For tonight's festivities at our neighbor's house, I chose to make pumpkin custard. True. This involved tackling two food groups that I'd never attempted before. Custard and actual pumpkin. All for very public consumption. But when else would I make this? My husband and I really don't need to eat eight servings of pumpkin custard ourselves. After all, neither of us is dangerously underweight. Besides, this was the perfect occasion to use the adorable ramekins I'd bought years ago on sale at Williams-Sonoma and never used.

Aren't they darling?

So. Actual pumpkins. Sugar pumpkins, to be precise, because I'd read that you shouldn't use jack o'lantern pumpkins for whatever reason. Probably something promulgated by the pumpkin farmers association. No matter. I was hopping whole hog on the pumpkin bandwagon.

The pumpkin (cute little organic sugar thing) sat before me on the counter. I was wielding a large knife and eyeing it warily. My internet research indicated that I should treat it like a cantaloupe. Made sense. It was the general shape of a cantaloupe. So I plunged the knife into the pumpkin.

Whereupon it stuck. And I. could. not. get. it. out. No matter how hard I tugged.

Cantaloupe, my aunt's fanny!

So it's a Halloween miracle that I managed to make this custard without losing any fingers. It was nothing like cutting up a vegetable. I imagine it was much more similar to woodworking. Chiselling pieces of pumpkin, not carving it.
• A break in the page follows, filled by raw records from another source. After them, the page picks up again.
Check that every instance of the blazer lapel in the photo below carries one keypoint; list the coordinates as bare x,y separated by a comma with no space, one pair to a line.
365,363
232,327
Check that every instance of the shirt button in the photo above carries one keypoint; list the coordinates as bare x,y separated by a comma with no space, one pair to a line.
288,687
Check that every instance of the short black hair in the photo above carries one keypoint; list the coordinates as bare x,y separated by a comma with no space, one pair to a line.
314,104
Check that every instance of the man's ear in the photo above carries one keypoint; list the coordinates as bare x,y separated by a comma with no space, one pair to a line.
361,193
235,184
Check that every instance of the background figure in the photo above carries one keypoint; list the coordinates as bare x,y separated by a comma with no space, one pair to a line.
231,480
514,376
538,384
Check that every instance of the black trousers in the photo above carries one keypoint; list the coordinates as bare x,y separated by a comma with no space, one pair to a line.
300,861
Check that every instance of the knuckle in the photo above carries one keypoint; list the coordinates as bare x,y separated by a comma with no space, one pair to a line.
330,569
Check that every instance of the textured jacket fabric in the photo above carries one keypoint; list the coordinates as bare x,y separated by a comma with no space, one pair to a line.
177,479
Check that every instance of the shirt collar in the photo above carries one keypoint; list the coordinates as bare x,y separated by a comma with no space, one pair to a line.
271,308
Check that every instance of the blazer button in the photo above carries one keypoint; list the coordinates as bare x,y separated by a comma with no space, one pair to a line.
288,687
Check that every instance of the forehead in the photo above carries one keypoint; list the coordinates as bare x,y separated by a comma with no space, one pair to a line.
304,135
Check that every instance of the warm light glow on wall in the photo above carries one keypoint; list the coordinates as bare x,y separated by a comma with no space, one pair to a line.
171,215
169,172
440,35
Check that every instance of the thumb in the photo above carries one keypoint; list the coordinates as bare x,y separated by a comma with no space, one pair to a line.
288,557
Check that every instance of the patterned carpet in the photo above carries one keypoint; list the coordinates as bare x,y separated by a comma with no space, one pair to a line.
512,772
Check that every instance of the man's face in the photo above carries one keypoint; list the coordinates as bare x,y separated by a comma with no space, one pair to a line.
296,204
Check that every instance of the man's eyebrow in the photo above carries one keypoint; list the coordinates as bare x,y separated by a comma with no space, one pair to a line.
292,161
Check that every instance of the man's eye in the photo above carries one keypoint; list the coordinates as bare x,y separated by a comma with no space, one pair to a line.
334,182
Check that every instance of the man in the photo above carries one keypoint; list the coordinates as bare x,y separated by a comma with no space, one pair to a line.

By the time I finished the entire (small) pumpkin, my fingers and arms were sore, and my chest hurt. Pumpkin-robics.

And here it is.

Pumpkin custard
Adapted from Mark Bittman's How to Cook Everything

2 cups peeled and cubed pumpkin (or winter squash)
2 cups cream, milk, or a mixture
1/2 teaspoon ground cinnamon
1/2 teaspoon ground nutmeg
3 eggs plus 3 yolks
pinch salt
3/4 cup sugar

Put pumpkin in medium saucepan on rangetop. Barely cover with water. Bring to boil and cook until very tender (5-15 minutes). Let cool. Puree with some of the milk or cream in food processor or blender.

Put the rest of the milk or cream, the cinnamon, and half the nutmeg in a small saucepan over medium heat. Cook just until it begins to steam, 3 to 5 minutes.

Use a whisk or an electric mixer to beat the eggs and yolks with the salt and sugar until pale yellow and fairly thick. Heat the oven to 300° F and put a kettle of water on to boil.

Gradually add the cream to the egg mixture, stirring constantly. Add the pumpkin puree to the mixture. Pour the mixture into an ovenproof dish or eight 4- to 6-ounce ramekins and sprinkle with the remaining nutmeg. Put the dish or cups in a baking pan and pour hot water into the pan to within about 1 inch of the top of the bowl or cups. Bake until the mixture is not quite set--it should wobble just a little in the middle--about 30 minutes for the cups or about 45 minutes if you're baking in a dish. Use your judgment. Cream sets faster than milk. Serve warm, at room temperature, or cold, within a day.


  1. Wow! This is lovely. I would love to make some for the Halloween party! Delicious.